Walls to Kick and Hills to Sing From Murray Edmond (AUP, 2010) ISBN 978 86940 458 1, $24.99

Mary Meyerhoff Cresswell

Dancing with words is a noble art, and Murray Edmond is very very good at it. His newest book gives us lists and prose poems, jacket notes and soliloquies, dialogues and scripts, all in a fullness of fine words. The book is written as theatre - and has been comprehensively reviewed from this angle and in an atmosphere of literary criticism: see NZ Books and the Listener (for print), more on the internet.
Here, I'll just start at the beginning and go on at random: ‘Setting the seal on NZ poetry' recalls RAK Mason's famous dumping of his first book, yet again off the wharf but this time presided over by a seal who quotes the man himself, bringing us a healthy whiff of future fame (or possibly of the Cheshire Cat). Read it, because I can't quote it without ruining the story.
‘Suburban nature morte' is metaphysical, and it's turtles all the way down, as they say in metaphysics: three someones are vividly pictured but too self-involved to notice much, all the way down to the third someone who "performs

his yoga on his patio in tigers
and panthers yoked with flowers
on his Dionysian dressing gown
which is open to interpretation.

‘A translation of one of the sonnets of the importunate' presents a great array of flaunted styles that reads like colonisation on fast forward:

They brought those fêted seals in bells and hats
and leis by fated sails from ocean bowers
with cargo load of sated foals and gold
crew of fetid souls -

‘people are like flowers/they last for hours' sounds so sweet on first reading. ‘Whose say-so says so?' reminds us that a good word-dancer can throw out a hard truth and be safely around the corner before we do a double-take.
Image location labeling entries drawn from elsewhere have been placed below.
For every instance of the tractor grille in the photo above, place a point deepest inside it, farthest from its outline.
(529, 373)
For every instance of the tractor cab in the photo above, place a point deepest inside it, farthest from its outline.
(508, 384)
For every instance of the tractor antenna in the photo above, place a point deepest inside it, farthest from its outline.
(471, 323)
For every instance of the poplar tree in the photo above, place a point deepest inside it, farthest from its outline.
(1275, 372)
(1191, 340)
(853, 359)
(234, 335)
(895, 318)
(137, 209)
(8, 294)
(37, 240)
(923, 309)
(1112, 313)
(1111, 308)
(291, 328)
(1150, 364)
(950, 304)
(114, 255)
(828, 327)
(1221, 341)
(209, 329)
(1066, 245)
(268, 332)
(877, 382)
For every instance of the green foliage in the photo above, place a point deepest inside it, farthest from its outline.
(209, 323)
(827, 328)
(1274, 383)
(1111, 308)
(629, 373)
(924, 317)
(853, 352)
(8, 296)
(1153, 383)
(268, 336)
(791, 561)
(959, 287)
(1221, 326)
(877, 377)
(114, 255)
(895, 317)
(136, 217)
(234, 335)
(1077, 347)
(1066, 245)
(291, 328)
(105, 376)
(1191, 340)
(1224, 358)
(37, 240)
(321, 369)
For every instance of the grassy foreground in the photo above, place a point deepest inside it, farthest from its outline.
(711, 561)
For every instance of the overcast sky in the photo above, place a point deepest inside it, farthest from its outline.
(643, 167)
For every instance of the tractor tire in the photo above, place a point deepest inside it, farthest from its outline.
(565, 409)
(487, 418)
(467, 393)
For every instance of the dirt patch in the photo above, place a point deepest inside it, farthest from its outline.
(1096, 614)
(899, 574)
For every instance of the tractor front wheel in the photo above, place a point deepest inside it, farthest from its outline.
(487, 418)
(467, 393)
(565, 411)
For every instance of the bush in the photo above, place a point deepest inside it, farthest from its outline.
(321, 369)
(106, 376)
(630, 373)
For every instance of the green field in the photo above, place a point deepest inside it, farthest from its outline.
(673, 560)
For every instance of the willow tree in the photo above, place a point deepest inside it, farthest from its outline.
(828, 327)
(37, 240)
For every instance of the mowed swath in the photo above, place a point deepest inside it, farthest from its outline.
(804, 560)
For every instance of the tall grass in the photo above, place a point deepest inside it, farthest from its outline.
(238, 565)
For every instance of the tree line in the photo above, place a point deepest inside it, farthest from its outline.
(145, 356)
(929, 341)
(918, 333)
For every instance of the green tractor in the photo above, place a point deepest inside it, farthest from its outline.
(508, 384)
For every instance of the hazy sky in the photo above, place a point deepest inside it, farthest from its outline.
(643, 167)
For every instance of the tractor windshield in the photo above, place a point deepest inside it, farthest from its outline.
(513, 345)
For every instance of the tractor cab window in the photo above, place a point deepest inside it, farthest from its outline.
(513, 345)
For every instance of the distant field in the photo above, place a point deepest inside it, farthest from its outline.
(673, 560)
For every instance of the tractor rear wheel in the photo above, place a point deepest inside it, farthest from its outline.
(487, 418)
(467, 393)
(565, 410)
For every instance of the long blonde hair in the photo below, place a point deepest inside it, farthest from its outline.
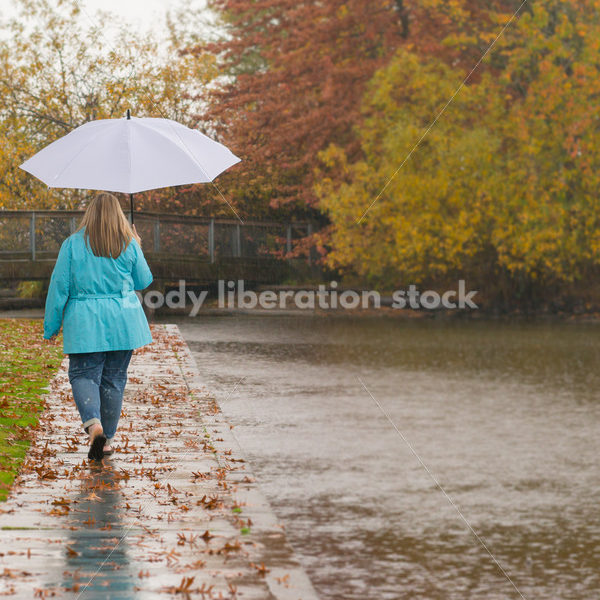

‘Of the nature of nature' is the centre of the section called ‘Peripety' (which can mean, in the phrase Edmond uses to end the preceding poem, the" sudden moment of not having"). When you are in the middle of climbing through the looking-glass, which side are you on?

She looks at me and I look back
and she thinks I am not who I am
but I am

and then,

I can't be nobody can I
if I've become someone else so many times
more like a proliferation

We may go back and forth, but things are never again the same after we have crossed the middle once. ‘The last caravanserai' - written in the style of the grand old Duke of York, up and down again, with one word different - points us toward "the feathered camels of poetry", who are on the move. Coming and going with the camels is, I think, a more appealing prospect than lying planked out on some wharf quoting RAK Mason.

And speaking of quoting, these comments gives fewer quotes than considered par for the course. The poems are so well constructed that I found it very difficult to take bits out - far better to just go and read the book. It's worth every word.